In April, Russia began to express concerns that the US was not living up to the 2010 agreement. The agreement stipulates that the plutonium is supposed to be disposed of in a specific, but expensive, way. A Mixed Oxide Fuel (MOX) Fabrication Facility in South Carolina, which would have recycled the plutonium into mixed-oxide commercial nuclear reactor fuel, was supposed to be built for $1.7 billion, but ballooned to $7.7 billion in 2013, according to RT. The facility, which is expected to cost at least $1 billion per year to operate, has yet to be completed.
As the cost and problems with the MOX facility piled up, the Obama administration proposed a different, more cost-efficient method involving diluting the plutonium and storing it in special facilities. Russia expressed concerns that the US chemical process of disposal would be easily reversible, allowing for the reclamation of weapons-grade plutonium. The Union of Concerned Scientists said in a proposal the Russian position had "little technical merit," and went on to point out that Russia's disposal approach would produce fissile material that might not be "weapons-grade" but could still be "weapons-usable" itself.
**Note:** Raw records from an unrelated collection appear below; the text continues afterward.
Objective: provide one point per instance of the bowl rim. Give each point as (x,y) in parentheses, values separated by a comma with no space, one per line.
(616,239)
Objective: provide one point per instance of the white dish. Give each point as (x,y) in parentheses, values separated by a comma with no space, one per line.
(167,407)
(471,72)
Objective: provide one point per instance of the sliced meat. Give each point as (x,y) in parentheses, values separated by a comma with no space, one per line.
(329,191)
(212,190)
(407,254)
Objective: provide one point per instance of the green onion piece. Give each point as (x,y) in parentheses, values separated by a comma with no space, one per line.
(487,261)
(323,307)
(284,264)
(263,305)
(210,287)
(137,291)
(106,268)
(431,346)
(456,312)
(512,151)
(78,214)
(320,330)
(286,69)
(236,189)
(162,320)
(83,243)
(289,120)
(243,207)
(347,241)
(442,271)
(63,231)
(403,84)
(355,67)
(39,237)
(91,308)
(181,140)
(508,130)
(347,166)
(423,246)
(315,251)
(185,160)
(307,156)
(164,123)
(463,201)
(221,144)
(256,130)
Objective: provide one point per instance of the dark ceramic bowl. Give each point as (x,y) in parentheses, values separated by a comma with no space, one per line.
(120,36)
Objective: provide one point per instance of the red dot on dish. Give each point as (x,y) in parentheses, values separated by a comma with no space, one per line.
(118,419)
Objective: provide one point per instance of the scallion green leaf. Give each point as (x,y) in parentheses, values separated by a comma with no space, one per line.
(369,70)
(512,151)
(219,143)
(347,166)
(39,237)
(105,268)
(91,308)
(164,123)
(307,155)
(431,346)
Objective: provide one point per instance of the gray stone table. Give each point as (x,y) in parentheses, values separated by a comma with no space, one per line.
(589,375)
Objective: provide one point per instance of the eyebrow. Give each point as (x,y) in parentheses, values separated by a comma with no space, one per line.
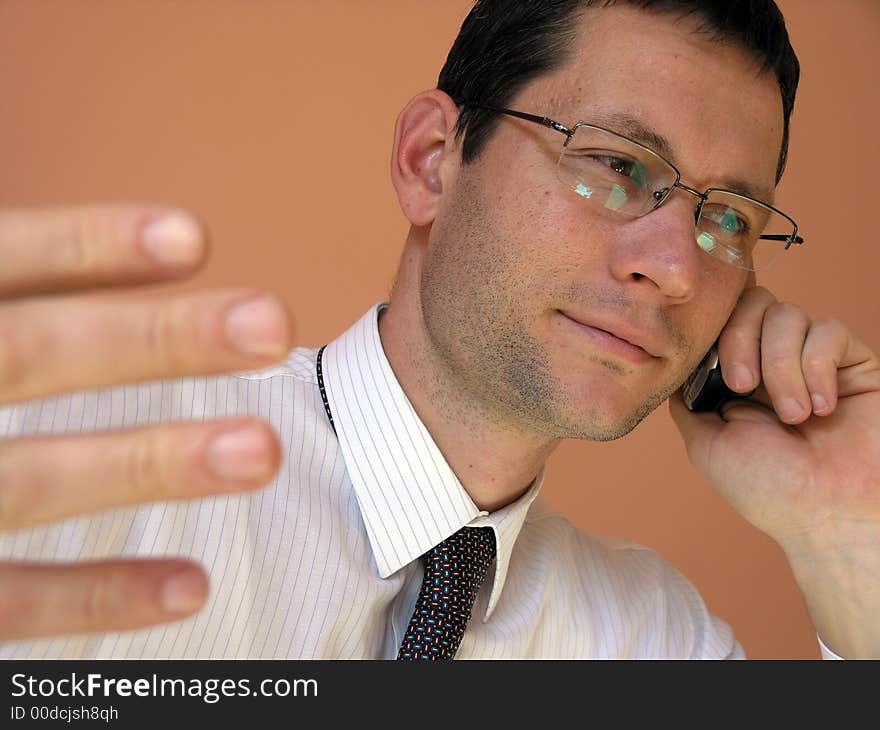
(632,127)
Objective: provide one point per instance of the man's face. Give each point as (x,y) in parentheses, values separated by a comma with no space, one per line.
(514,256)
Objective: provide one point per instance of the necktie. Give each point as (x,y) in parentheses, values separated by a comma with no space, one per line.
(454,571)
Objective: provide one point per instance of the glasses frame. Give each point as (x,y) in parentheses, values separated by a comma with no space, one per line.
(660,196)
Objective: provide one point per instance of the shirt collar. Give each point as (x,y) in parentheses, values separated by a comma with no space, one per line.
(409,497)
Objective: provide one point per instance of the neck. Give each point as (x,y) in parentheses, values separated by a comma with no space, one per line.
(495,460)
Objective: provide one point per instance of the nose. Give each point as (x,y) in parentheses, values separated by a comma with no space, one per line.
(659,249)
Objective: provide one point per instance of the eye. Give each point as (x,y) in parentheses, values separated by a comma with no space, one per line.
(729,220)
(633,170)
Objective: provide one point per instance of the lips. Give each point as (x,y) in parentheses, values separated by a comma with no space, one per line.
(618,338)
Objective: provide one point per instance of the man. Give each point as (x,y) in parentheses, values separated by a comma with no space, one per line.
(550,288)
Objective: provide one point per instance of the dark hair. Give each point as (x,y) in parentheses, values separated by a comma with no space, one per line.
(505,44)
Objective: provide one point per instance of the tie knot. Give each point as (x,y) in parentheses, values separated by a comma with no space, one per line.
(454,571)
(470,549)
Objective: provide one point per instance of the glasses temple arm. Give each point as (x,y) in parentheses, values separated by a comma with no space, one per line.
(544,121)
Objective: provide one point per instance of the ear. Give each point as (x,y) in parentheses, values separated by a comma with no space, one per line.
(424,157)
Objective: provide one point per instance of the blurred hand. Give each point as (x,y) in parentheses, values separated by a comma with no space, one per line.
(57,334)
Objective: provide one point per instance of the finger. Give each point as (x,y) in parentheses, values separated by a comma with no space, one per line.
(739,345)
(61,249)
(782,344)
(824,350)
(44,479)
(119,595)
(59,344)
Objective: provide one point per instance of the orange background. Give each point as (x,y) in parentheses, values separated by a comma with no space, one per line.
(273,121)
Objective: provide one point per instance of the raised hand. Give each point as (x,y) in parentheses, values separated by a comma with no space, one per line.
(57,334)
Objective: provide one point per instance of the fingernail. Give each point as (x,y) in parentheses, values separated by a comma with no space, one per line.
(184,592)
(239,454)
(790,409)
(173,240)
(740,376)
(819,403)
(257,327)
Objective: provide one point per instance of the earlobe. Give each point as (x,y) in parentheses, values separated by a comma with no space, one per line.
(423,139)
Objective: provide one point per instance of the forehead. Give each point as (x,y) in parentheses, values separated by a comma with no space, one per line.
(716,115)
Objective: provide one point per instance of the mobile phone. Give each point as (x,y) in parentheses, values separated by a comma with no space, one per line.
(705,389)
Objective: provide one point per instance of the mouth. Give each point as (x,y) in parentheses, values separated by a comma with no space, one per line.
(610,343)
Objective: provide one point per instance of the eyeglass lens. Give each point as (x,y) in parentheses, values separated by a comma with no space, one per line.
(614,175)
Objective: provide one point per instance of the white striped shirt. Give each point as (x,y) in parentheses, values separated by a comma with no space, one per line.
(324,562)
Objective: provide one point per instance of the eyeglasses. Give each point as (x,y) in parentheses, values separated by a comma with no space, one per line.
(619,176)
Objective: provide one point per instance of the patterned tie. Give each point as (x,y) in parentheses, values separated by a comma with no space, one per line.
(454,571)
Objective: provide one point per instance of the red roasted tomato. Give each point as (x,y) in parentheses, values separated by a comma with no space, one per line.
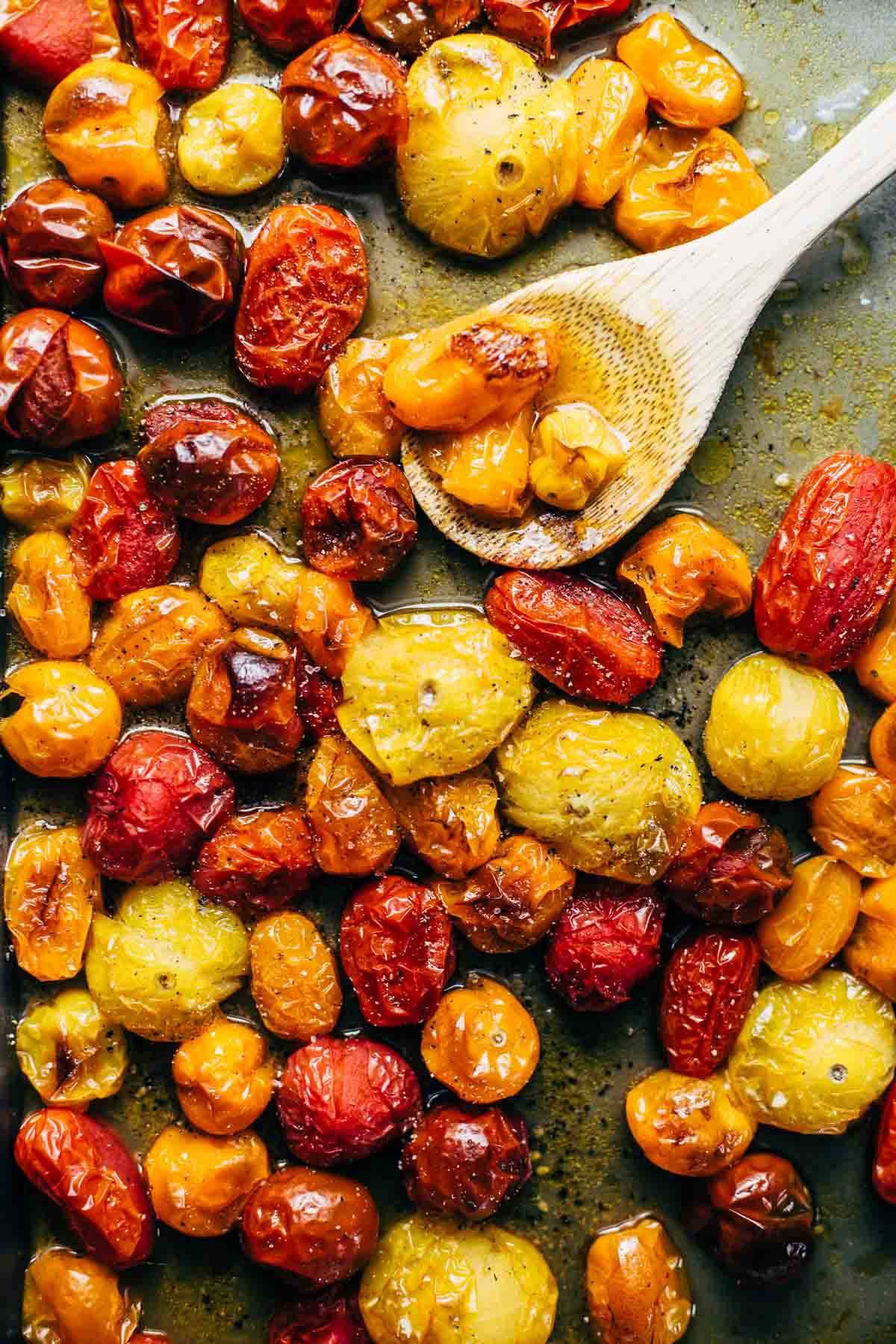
(582,638)
(152,806)
(304,296)
(830,564)
(175,270)
(398,951)
(84,1167)
(340,1101)
(207,461)
(605,942)
(121,538)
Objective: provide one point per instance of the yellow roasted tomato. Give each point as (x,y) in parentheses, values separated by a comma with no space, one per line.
(231,141)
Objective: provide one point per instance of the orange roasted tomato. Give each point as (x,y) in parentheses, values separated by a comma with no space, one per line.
(149,643)
(258,860)
(512,900)
(183,43)
(358,831)
(688,82)
(685,184)
(107,122)
(50,245)
(199,1183)
(121,537)
(344,104)
(60,381)
(304,296)
(175,270)
(225,1077)
(67,724)
(207,460)
(49,897)
(242,702)
(682,566)
(612,108)
(481,1042)
(830,564)
(46,597)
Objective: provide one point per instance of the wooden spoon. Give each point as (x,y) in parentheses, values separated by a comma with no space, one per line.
(650,342)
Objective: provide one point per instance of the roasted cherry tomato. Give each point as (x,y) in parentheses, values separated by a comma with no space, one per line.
(344,104)
(181,43)
(121,537)
(258,860)
(467,1162)
(304,296)
(50,245)
(105,122)
(60,382)
(175,270)
(207,461)
(359,520)
(605,942)
(340,1101)
(314,1226)
(731,868)
(84,1167)
(151,808)
(225,1077)
(396,949)
(579,636)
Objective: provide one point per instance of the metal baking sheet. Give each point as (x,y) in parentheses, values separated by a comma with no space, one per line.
(815,376)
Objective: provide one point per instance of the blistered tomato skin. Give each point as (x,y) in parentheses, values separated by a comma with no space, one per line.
(756,1219)
(340,1101)
(60,382)
(707,992)
(314,1226)
(344,104)
(304,296)
(175,270)
(50,245)
(84,1167)
(183,43)
(398,951)
(583,638)
(152,806)
(605,942)
(258,862)
(689,1127)
(359,520)
(830,564)
(467,1162)
(481,1042)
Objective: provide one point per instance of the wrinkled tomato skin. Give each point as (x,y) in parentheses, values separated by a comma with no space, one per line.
(586,640)
(731,868)
(207,461)
(756,1219)
(707,992)
(605,942)
(340,1101)
(50,245)
(398,951)
(152,806)
(830,564)
(84,1167)
(304,296)
(359,520)
(175,270)
(467,1162)
(121,538)
(344,104)
(183,43)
The presidential decree for the suspension could still be overruled by the Russian parliament. However, Ambassador Herbst puts those chances at "near zero," particularly as Russia looks to regain cold war-level influence.
"This suspension can be undone quickly if that is what Mr. Putin wants," says Herbst. "The US remains interested in arms control and would be ready to sit with Russia to discuss the agreements that the Kremlin has either violated or renounced. But the US is not willing to acquiesce in Moscow's aggression against Ukraine or its revisionist aims in Europe."